You would be amazed at what can happen in advance. Sinks can have faucets attached and water supply lines dangling form them before they are dropped into a countertop. This work can happen days in advance of the start of the project. Woodwork, doors and other trim can be pre-painted or pre-finished before it is installed. Some trim can already be precut before it is installed. This is possible as carpenters already know the needed measurements based upon the frame size of the doors and windows.

Then imagine what happens if you place 15 or 20 qualified electricians in a house at the same time, with each one assigned just two or three things to do in distinct locations. Doing this, you can see it is possible to have a house completely wired in just a few hours. The same is true for each and every task.

Think about the drywall for just a moment. Can you see how fast you could hang every sheet of drywall in a house if a separate crew was working in each room? In fact, two crews could be working in a room at the same time and not interfere with each other if it was planned properly.

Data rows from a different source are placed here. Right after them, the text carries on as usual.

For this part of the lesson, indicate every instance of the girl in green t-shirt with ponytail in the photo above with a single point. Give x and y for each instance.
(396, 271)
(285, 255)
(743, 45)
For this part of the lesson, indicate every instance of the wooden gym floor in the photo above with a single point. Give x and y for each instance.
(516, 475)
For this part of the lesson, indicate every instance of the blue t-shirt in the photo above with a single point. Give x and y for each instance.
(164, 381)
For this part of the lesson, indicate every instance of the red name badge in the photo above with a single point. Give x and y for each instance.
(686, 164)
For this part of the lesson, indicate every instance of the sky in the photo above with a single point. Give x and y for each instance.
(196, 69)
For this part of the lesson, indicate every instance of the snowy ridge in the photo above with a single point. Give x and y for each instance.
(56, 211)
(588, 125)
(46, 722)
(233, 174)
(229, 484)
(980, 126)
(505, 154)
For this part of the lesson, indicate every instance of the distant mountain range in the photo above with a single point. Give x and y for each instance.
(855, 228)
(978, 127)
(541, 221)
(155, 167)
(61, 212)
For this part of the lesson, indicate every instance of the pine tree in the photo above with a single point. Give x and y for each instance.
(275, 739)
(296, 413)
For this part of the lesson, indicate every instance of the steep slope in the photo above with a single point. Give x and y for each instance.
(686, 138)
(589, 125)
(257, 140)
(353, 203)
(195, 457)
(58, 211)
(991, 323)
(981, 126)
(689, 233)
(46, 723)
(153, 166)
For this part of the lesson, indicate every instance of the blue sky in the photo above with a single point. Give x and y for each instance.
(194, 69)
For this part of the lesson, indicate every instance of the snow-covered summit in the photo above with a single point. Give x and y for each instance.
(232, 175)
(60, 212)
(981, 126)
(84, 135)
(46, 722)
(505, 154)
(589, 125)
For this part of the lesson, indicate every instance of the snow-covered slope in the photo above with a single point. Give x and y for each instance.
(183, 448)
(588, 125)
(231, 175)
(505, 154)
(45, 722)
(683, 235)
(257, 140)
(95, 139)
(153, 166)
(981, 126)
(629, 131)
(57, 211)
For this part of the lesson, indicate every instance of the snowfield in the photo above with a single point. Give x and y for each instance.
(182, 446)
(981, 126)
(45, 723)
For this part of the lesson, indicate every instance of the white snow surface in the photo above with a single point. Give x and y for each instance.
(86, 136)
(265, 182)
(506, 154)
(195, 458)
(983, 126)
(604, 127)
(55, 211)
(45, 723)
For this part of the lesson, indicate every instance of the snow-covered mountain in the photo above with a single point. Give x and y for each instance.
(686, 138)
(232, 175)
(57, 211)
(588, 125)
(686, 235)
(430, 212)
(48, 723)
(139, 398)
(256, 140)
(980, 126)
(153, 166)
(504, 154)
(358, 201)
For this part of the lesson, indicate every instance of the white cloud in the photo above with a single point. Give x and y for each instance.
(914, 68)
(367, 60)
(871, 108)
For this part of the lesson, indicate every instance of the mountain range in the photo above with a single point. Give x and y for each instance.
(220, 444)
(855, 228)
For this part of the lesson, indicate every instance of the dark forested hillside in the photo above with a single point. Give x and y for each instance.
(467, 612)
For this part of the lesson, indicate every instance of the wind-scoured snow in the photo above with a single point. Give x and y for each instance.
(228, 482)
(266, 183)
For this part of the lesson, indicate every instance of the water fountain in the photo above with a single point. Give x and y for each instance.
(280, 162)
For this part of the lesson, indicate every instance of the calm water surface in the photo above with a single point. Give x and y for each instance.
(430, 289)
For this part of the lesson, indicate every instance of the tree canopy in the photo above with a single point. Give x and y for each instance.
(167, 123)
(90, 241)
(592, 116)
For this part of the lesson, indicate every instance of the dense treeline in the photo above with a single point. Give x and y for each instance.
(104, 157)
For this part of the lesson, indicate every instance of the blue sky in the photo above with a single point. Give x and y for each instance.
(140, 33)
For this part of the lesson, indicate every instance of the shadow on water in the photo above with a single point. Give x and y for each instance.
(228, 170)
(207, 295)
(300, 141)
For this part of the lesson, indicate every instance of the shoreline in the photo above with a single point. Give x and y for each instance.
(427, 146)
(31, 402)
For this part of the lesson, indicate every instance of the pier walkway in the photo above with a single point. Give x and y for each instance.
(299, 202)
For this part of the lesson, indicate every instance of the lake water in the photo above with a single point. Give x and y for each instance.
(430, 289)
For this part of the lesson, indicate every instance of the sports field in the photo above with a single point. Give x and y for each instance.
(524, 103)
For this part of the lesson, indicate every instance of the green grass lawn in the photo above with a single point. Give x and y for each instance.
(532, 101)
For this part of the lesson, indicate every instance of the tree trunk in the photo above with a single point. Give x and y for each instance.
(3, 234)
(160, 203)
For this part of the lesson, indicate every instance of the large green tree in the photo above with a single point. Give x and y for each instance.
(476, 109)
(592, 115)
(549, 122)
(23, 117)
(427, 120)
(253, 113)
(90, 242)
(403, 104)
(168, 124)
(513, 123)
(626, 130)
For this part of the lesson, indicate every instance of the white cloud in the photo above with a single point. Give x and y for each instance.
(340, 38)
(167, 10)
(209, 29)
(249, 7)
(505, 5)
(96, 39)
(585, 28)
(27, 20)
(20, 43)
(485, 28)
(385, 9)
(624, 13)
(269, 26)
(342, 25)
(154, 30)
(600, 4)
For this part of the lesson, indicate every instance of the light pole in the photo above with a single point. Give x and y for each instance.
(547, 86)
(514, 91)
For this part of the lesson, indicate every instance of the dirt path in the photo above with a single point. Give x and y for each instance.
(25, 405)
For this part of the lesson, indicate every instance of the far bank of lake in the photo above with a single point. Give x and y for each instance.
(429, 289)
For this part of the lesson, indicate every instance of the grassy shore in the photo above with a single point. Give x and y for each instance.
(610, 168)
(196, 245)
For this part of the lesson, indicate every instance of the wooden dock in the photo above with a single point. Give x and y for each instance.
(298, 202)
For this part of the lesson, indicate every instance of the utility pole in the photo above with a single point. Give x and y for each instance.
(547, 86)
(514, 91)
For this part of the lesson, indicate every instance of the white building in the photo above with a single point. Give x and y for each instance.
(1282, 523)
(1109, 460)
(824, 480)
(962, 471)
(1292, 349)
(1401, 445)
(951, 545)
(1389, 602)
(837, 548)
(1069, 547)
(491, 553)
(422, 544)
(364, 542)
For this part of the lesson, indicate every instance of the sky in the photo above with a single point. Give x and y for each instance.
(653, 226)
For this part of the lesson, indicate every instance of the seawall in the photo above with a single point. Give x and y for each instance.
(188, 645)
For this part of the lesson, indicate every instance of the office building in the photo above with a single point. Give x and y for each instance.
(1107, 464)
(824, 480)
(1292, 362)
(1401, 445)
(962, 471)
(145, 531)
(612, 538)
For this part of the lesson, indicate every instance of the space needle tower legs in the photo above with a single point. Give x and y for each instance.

The local newspaper, The Cincinnati Enquirer, published a special story the Sunday after the house was completed. In this behind-the-scenes look, they produced a comparison of the normal amount of time certain tasks take in new construction vs. the compressed time frame in the Extreme Makeover method of construction. Here are the comparisons as shown in the Enquirer:

 

Normal Construction

Extreme Method

Total Time 120-130 days in good weather 106 hours non-stop
Framing 8 days - 6 workers 20 hours - 30 workers
Roofing 8 days - 4 workers 14 hours - 15 workers
Heating/AC 3 days - 2 workers 6 hours - 12 workers
Plumbing 7-8 days : 2-3 workers 20 hours - 20 workers
Electrical 3 days for rough wiring
1 day for finish wiring
1-2 workers
3 hours for rough
3 hours for finish
15 workers
Insulation 2 days - 2 workers 4 hours - 10 workers
Drywall 15 days - 4 workers 13 hours - 20 workers
Flooring 1 day for carpet
4 days for hardwood
2-3 workers
2 hours for carpet
10 hours for hardwood
6-8 workers

As for overall quality, I can't make a judgment, as I have never seen one of these projects up close and personal. But I can tell you from working in the television industry myself for the past eight years that a slightly out-of-focus camera lens and the resolution of traditional television sets are very forgiving. New high-definition television sets can show far greater detail, and you might find that cameramen will not zoom too closely if the quality is low, or they may adjust the focus ring on a lens to disguise a blemish.

The recent project in Sunrise, Kentucky could be fraught with all sorts of hidden problems. The framing of the house happened during two days of intense rainy weather. Although I was not there, I have to believe the lumber absorbed lots of water, and it is possible insulation was placed in damp wall cavities and then immediately covered with a plastic vapor retarder. If this happened, mold and mildew could be growing like wildfire hidden behind the drywall in this brand-new home. As they say in Hollywood, the show must go on.

The magic that happens during post-production in the editing suite is also something to behold. Mistakes, problems and defects may be there on the digital recording tapes or discs, but for some odd reason they just don't seem to make it onto the final cut of the show. For those who think these jobs are mistake-free, well, I have several bridges and an airport I would like to sell to them.